I am working within the upper half plane.
I broke this question into three categories:
- $\ell_1$ is a vertical line.
- $\ell_1$ is a semi-circle and $p$ is directly above the center of $\ell_1$.
- $\ell_1$ is a semi-circle and $p$ is not directly above the center of $\ell_1$.
I have proved the first two cases, but I am now stuck on the last case.
For case three it is clear that $\ell_2$ must be a also be a semi-circle. Since both lines are centered on $\mathbb{R}$, we can tell that they intersect at $\pi/2$ rad if and only if $|c_1-c_2|^2+r_2^2=r_1^2$. Where $|c_1-c_2|$ is the distance between both lines centers and $r_i$ corresponds to the radius of the respective line.

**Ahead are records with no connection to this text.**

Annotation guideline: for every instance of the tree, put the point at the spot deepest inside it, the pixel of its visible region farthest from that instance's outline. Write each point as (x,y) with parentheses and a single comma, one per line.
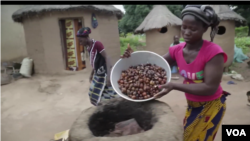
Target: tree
(244,11)
(135,15)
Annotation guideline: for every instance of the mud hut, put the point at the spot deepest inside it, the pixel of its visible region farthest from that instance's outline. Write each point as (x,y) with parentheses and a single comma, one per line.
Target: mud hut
(50,34)
(160,25)
(226,32)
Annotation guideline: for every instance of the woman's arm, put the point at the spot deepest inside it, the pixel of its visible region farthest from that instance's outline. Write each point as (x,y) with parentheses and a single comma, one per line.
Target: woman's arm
(212,77)
(108,63)
(168,58)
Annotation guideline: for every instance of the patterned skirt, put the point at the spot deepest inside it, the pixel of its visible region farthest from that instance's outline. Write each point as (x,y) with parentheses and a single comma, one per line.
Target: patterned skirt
(203,119)
(99,91)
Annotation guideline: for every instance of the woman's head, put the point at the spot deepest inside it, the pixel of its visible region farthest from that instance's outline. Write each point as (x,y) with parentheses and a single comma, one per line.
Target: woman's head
(195,21)
(83,35)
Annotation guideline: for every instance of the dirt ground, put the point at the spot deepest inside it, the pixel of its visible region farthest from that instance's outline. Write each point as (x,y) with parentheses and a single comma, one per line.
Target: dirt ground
(35,109)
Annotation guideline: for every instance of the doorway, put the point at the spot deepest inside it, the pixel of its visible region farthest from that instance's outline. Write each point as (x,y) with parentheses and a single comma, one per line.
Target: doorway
(74,54)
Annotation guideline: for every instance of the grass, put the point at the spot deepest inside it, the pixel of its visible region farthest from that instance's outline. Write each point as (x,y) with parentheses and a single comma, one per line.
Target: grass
(139,40)
(133,40)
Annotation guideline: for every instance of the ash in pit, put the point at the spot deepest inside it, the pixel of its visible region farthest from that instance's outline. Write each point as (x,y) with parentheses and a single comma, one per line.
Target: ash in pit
(121,118)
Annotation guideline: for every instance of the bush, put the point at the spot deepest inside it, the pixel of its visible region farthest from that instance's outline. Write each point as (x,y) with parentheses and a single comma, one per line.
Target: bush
(241,31)
(133,40)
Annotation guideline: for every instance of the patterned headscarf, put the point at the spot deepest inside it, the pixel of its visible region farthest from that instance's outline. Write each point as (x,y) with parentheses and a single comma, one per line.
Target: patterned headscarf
(206,14)
(83,32)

We also know that $p\in\ell_2 \implies r_2 = \sqrt{(Re(p)-c_2)^2+Im(p)^2}$. Now substituting the second equation into the first gives us the following: $$2c_2^2-2c_1c_2+c_2^2+Re(p)^2-2c_2Re(p)+c^2+Im(p)^2=r_1^2$$ Isolating for $c_2$ using the quadratic equation gives us the following: $$c_2 = \frac{2(c_1+Re(p)) \pm \sqrt{8r_1^2-4c_1^2+8c_1Re(p)-8Im(p)^2-4Re(p)^2}}{4}$$ If the statment that im trying to prove is always true, we should see that $8r_1^2-4c_1^2+8c_1Re(p)-8Im(p)^2-4Re(p)^2 = 0$ for all cases. However considering $c_1=r_1=1, Re(p) = 2, \Im(10)$ we see that $8r_1^2-4c_1^2+8c_1Re(p)-8Im(p)^2-4Re(p)^2<0$.
This leads me to believe that the question is flawed as I have just demonstrated that when $\ell_1$ is a semi-circle with center at 1 and radius 1, there does not not exist a another semi-circle such that it can intersect $\ell_2$ and hit the point $p=2 + 10i$.
I would appreciate if someone could verify my proof and/or point out any flaws in it.